Oggi, con la crisi, la situazione è del tutto cambiata. Il plusvalore estorto ai lavoratori non basta più a soddisfare gli appetiti del modo di produzione capitalistico. E allora, gli stessi borghesi che, ieri, esaltavano il lavoro, oggi, lo vogliono distruggere o meglio vogliono distruggere i lavoratori, diventati inutili.

Lo hanno già fatto dopo la crisi del ’29, con la guerra, i lager e la Shoah… un bel cento milioni di morti ...

Ed ecco ora il novello esponente del capitalismo italiano, il Marchionne, che si rimangia tutte le balle contate fino a ieri, per convincere i lavoratori al lavoro «forzato». Mentre, oggi, i lavoratori, il Marchionne, li condanna all’ozio «forzato». Senza se e senza ma, passa ai licenziamenti.

Questa brusca virata ci mostra chiaramente che i padroni e i loro servi sono solo degli imbroglioni, dei gran conta balle.
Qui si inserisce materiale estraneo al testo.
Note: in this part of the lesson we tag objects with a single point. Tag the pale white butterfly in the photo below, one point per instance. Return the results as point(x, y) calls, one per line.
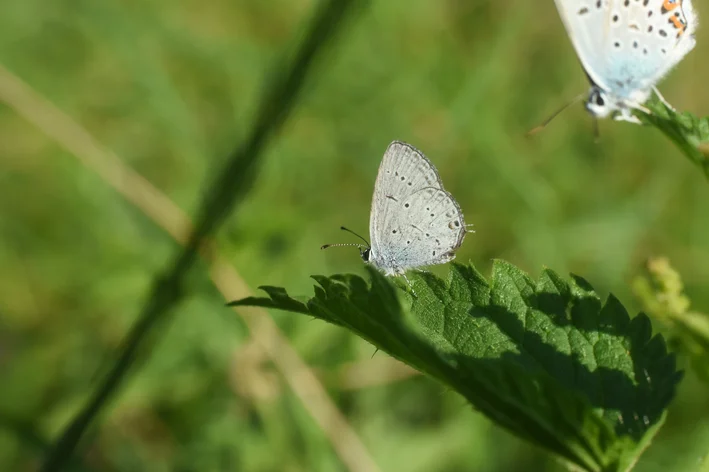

Disposti a tutto per difendere i loro privilegi. E allora, di fronte a tutte queste balle, diciamo basta e pensiamo ai nostri interessi.

Fino a ieri, con la scusa della dignità del lavoro, ci hanno fatto piegare la schiena e ci hanno fatto mangiare la merda … per finire poi nel tritacarne della guerra e della crisi. Perché lor signori non hanno null’altro da offrire.

Gli operai devono aprire gli occhi.

Non devono rivolgersi ai servi dei padroni, come Giorgio Napolitano che, nell’ottobre 1956, fu con coloro che sparavano agli operai ungheresi.

GLI OPERAI HANNO UNA SOLA DIGNITÀ QUELLA CHE NASCE DALLA LOTTA

GLI OPERAI DEVONO CONTARE SOLO SULLE PROPRIE FORZE

Dino Erba

13 settembre 2010

All’insorgere della crisi, nei primi anni Ottanta, la questione del lavoro era stata affrontata da un bell’articolo, che attende ancora la traduzione italiana: Sous le travail, l’activitè [Sotto il lavoro, l’attività], «La Banquise», Revue de critique sociale, n. 4, 1986. Sempre attuale Il diritto all’ozio di Paul Lafargue, genero di Marx; consigliamo l’edizione del 1977, curata da Lanfranco Binni, con il saggio di KARL ABSENT, Arbeit macht frei, 1976. Il lavoro rende liberi, 1976. PAUL LAFARGUE, Il diritto all’ozio, 1883. Contro il lavoro nelle condizioni del Kapitalismo, 10/16, Milano, 1977. Il testo è disponibile anche in molti siti Internet.